Explainable Transformer-based 3D Object Detector from multiple cameras

This application assists in understanding the reasoning of a 3D Object detector, SpatialDETR. The Machine Learning framework used is Pytorch. The Graphical User Interface is created with Tkinter. It uses the MMDetection3D framework to load a model and dataset. The dataset used for this application is Nuscenes. The application displays saliency maps from various explainability techniques, allowing you to see where the model is focusing at. It also provides additional features such as visualization in Birth Eye View (BEV), generation of a segmentation map from the saliency map and visualization of the objects self-attention mechanism.

Setup

Repository

Clone the repository together with its submodules:

git clone --recurse-submodules https://gitlab.ika.rwth-aachen.de/ma-zahr/xai.git

If you have already cloned the repository without the --recurse-submodules flag, initialize all submodules manually:

git submodule update --init --recursive

Nuscenes Dataset

Follow the mmdetection3d instructions to preprocess the data of the nuScenes dataset.

Model weights

Download the weights for FCOS3D (which are used by SpatialDETR) and put them inside a directory called pretrained.
Download the weights for SpatialDETR (query_proj_value_proj) and put them inside a directory called checkpoints.

Docker Setup

The docker container is based on the following packages:

Python 3.7
Pytorch 1.9
Cuda 11.1
MMCV 1.5
MMDetection 2.23
MMSegmentation 0.20

To ease the setup of this project we provide a docker container and some convenience scripts (see docker). To setup use:

(if not done alread) setup Docker and Nvidia-Docker
Run

./docker/build.sh

to build the container

If on a Linux machine, open bash /docker/run_loc.sh.
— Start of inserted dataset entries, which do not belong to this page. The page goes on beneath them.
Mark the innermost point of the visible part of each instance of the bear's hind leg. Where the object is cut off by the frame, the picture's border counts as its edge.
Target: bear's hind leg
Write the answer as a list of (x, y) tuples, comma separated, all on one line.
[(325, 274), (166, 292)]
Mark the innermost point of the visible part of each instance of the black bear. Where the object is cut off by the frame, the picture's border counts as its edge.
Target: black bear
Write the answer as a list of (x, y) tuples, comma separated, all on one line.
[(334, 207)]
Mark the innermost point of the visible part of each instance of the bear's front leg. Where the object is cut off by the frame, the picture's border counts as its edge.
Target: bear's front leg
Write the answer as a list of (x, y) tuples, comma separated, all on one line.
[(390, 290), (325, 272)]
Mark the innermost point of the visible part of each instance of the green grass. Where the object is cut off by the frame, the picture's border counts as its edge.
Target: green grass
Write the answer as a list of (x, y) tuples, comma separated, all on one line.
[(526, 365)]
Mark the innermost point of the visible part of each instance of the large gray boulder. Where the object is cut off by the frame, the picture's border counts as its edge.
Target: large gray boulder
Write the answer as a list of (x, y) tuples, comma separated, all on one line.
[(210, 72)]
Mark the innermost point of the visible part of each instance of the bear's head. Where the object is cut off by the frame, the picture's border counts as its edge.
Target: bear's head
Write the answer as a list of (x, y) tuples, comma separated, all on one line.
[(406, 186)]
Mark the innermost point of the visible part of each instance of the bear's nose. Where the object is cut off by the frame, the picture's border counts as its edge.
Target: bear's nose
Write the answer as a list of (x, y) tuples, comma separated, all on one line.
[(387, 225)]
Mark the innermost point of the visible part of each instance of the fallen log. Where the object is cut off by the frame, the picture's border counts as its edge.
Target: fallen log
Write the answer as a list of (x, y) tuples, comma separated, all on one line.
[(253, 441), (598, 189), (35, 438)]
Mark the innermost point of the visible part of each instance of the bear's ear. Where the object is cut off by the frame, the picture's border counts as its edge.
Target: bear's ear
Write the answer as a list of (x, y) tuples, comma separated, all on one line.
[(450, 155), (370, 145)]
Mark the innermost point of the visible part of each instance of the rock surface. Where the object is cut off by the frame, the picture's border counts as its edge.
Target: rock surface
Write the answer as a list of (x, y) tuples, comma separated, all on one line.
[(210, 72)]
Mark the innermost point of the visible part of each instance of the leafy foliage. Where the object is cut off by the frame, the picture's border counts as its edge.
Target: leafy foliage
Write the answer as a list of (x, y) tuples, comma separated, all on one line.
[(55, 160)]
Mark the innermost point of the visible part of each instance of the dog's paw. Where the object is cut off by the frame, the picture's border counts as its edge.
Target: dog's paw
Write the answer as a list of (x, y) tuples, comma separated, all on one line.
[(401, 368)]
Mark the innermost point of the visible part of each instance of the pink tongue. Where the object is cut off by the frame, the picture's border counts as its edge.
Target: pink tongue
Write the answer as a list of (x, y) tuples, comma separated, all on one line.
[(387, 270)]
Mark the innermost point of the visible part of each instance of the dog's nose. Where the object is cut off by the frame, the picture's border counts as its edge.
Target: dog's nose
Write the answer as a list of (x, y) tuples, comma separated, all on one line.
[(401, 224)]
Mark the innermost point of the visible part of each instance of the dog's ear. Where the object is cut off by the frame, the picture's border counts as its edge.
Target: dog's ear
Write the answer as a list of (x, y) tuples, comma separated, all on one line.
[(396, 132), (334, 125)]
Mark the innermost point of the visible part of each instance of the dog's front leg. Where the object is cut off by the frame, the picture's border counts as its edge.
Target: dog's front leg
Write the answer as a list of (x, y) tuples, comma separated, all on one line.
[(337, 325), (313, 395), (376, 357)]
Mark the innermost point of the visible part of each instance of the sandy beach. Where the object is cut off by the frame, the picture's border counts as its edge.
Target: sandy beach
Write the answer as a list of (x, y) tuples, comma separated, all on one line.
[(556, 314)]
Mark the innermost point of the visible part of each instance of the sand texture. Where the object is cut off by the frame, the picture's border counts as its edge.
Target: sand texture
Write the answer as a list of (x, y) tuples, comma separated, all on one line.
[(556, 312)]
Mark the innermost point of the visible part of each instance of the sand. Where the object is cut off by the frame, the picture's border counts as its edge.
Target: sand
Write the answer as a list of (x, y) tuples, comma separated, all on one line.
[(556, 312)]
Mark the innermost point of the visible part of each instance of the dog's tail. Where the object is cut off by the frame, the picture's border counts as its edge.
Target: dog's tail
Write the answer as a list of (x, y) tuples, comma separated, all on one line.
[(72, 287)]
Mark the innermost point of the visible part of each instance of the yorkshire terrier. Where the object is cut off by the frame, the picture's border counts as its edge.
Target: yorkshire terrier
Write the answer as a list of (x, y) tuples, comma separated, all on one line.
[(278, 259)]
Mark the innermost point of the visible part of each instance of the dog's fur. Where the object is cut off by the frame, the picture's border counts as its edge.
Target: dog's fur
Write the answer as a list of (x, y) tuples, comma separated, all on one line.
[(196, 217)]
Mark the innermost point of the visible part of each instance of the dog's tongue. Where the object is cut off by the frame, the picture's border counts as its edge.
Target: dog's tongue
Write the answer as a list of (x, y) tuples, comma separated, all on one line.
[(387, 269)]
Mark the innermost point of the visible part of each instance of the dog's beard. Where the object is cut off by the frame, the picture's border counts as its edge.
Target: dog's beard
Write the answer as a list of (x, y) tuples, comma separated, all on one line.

If on a Windows machine bash /docker/run_win.sh. If on a remote Linux server, open /docker/run_cluster.sh.
Adapt the nusc_data_dir to the nuscenes directory and work_dirs to the direcory where model weights and pretrained weights directories are saved.

Container Run and Setup

If on Linux machine run:

./docker/run_loc.sh

If on Windows machine run:

./docker/run_win.sh

Otherwise, if working on a remote server, run:

./docker/run_cluster.sh

Now the container is running, but some packages still need to be installed. Run

./docker/in_docker_setup.sh

Application testing

After the docker container is set-up, run the application:

python scripts/main.py

A GUI will appear. Select File-Load model to load the model configuration and the checkpoints. Otherwise, if the same configurations are used each time, modify the config.toml file accordinly and select File-Load from config file.
Change the visualization settings with the drop-down menus. Then, click Visualize.
For Advanced Mode click Settings-Advanced Mode.

Usage

The application provides a GUI with a series of dropdown menus for customization.

Model Configuration: Start by loading a SpatialDETR model configuration. You can opt for random sample data or choose a specific index.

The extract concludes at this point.